Röportaj: Hakan Özbek
Twitter: @gormoti
Bazılarımız Meryem Gültabak’ı Kanal D’nin sevilen dizisi Meryem’den, bazılarımız ise Küsurat Yayınları’ndan çıkan romanı Aurora’nın İlk Öpücüğü’nden tanıyor. Televizyonda daha çok reklam izlemeyi seven birisi olarak ben onu kitabından tanıma fırsatı buldum. Bir ergenlik hikayesini de bu kadar seveceğimi tahmin etmemiştim ancak kendimi Aurora Hannigan karakterinin çevresinde yaşananlarla kendi ergenliğime doğru yelken açarken buldum. Hemen herkesin severek ve sıkılmadan okuyacağı bu romanda bazen Aurora’ya sinirlenmekten kendimi alamasam da, durup kendi geçmişime bakınca ‘boşver’ dedim, tadını çıkar.

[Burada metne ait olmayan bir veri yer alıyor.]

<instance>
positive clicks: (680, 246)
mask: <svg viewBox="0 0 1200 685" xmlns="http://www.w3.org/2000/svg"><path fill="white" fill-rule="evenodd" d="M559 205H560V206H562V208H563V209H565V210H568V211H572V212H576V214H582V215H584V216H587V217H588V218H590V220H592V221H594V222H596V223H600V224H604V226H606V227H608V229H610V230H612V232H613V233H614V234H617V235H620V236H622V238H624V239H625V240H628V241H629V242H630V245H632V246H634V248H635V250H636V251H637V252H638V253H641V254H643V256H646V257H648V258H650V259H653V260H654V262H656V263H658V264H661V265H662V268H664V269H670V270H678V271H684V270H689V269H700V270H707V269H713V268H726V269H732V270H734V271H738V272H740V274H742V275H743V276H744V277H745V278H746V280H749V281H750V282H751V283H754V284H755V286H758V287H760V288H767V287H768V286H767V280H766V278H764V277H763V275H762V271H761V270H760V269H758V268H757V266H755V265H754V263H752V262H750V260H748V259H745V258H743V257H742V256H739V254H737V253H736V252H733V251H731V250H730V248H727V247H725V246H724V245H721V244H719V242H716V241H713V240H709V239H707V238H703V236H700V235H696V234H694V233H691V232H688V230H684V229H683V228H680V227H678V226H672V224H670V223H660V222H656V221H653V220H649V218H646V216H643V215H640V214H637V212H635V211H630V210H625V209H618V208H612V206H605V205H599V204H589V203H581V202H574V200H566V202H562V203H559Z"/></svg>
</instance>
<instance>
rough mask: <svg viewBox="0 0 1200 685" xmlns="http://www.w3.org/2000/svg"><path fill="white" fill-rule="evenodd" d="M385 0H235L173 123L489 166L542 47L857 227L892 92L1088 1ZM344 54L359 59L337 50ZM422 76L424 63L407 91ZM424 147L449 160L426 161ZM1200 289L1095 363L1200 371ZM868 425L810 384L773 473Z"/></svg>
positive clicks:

Şimdi sözü Aurora Hannigan ile hayatımıza giren ve gelecekte kaleme alacağı yeni hikayeleri merakla beklediğimiz Meryem Gültabak’a sözü bırakıyorum.
1. Merhaba Meryem hanım, yoğun gündeminizde bize yer ayırdığınız için teşekkür ederim. Bir yanda Meryem dizisi zaten yoğun ve beklentileri yüksek bir dizi bildiğim kadarıyla, diğer yanda ise edebiyat var. Belki başka senaryo çalışmalarınız da vardır. Bu yoğun tempoyla nasıl mücadele ediyorsunuz?
Merhaba 🙂 Emeğe dair soru sorduğunuz için çok teşekkür ederim. Kendimi çok iyi hissettim… Tempo sahiden insan olmanın sınırlarını zorlar düzeylere erişiyor bazen… Ama okura ya da izleyiciye bir iş yapmak ayrıca sorumluluk gerektiriyor. Sonuçta insanlar değer verip, vakitlerini ayırıp, diziyi izliyor ya da kitabı okuyorlar. Ben de hikayeci olarak onlardan bu vakti talep etmiş oluyorum bir anlamda. Elimden gelenin en iyisini yapmaya mecbur hissediyorum kendimi. Allah’tan çalışmayı seven ve biraz da stresten beslenen bir yapım var. Her şeyi bırakıp yazdığım metne gömülmek bana haz veriyor. Tabii bu arada küsen arkadaşlar, bir türlü temizlenemeyen bir ev, biriken çamaşırlar, “arada bari saçını tara” diye kızan dostlar var hayatımda… Fedakarlık gerekiyor, bana kendi zevklerimden ve konforumdan vazgeçmek daha kolay geliyor.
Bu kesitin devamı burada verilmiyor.